Bilişim okuduğunuzda sektör bağımsız bir şey okumuş oluyorsunuz. Hemen hemen her sektörde bilgisayar teknolojileri kullanılıyor. Her sektör eninde sonunda yatırım, pazarlama ve iş süreçlerini daha verimli hale getirme amacıyla bu alana yatırım yapmak zorunda kalıyor. Aklınıza gelebilecek her sektörde, artık internet ve bilişim teknolojileri kullanılıyor. Ayrıca öğrenciler bütün dünyada geçerli bir konuda eğitim görüyor, bir programlama dili öğreniyor. Bu dil Çin’de de Amerika’da da aynı şekilde uygulanıyor. Siz burada bir uygulama geliştirdiğiniz zaman dünyanın öbür ucundaki herhangi bir kişi telefonunda, tabletinde veya bilgisayarında bunu kullanabiliyor. Bu dilin ve internet alt yapısının değişmesi ise çok zor.
Yüksek Öğretim Kurumu ile Öğrenci Seçme ve Yerleştirme Merkezi’nin, koyduğu barajla belli bir yüzdelik dilimin altında olanlar mühendislik bölümlerine giremiyor. Mühendis olamayan ve sayısal ağırlıklı bir bölüme girmek isteyen bir lise mezunu için de kodlama öğrenmek en iyi alternatif. Bu durumda yönetim bilişim sistemleri bölümlerinde okumak önemli bir avantaj sağlıyor.”

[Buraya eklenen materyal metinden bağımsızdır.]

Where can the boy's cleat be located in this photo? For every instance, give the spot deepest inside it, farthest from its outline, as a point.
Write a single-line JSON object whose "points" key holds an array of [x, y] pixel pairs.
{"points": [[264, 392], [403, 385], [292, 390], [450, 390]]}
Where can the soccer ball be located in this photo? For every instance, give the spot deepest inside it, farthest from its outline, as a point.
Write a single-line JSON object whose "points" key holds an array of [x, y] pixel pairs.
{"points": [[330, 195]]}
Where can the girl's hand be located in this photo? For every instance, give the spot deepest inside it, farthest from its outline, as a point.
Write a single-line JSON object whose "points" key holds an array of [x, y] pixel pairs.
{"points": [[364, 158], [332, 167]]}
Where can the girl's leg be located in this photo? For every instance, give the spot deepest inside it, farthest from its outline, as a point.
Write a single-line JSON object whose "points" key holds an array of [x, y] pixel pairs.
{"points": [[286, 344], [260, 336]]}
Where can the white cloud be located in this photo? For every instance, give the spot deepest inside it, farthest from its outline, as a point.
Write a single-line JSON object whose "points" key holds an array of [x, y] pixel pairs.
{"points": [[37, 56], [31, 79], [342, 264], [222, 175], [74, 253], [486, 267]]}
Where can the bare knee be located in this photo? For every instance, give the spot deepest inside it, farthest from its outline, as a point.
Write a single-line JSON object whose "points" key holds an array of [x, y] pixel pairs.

“Yeditepe Üniversitesi’nde Ticari Bilimler Fakültesi’nde 3 yıldır, Uluslararası Ticaret ve İşletmecilik Bölümü’nde, Yönetim Bilişim Sistemleri ve Kurumsal Bilişim Sistemleri isimli iki mecburi ders veriliyor ve bu konuda yapılan projelerle öğrenciler destekleniyor” diyen Yrd. Doç. Dr. Uğur Kaplancalı, açıklamalarını şöyle sürdürdü:
“E-Ticaret ve Teknoloji Yönetimi, son dönemde bir talep doğrultusunda açtığımız bölümlerden biri. Teknolojinin birebir tüketici, lojistik, pazarlama ve tüketici davranışları ile ilgilenen bölümüdür. Bu bölümde de eğitim yapılan projelerle destekleniyor. Günümüzde e-ticaret yapmayan firma neredeyse yoktur. E-ticaret yapmayan bir firma olsanız bile en azından bir web siteniz olmak zorundadır.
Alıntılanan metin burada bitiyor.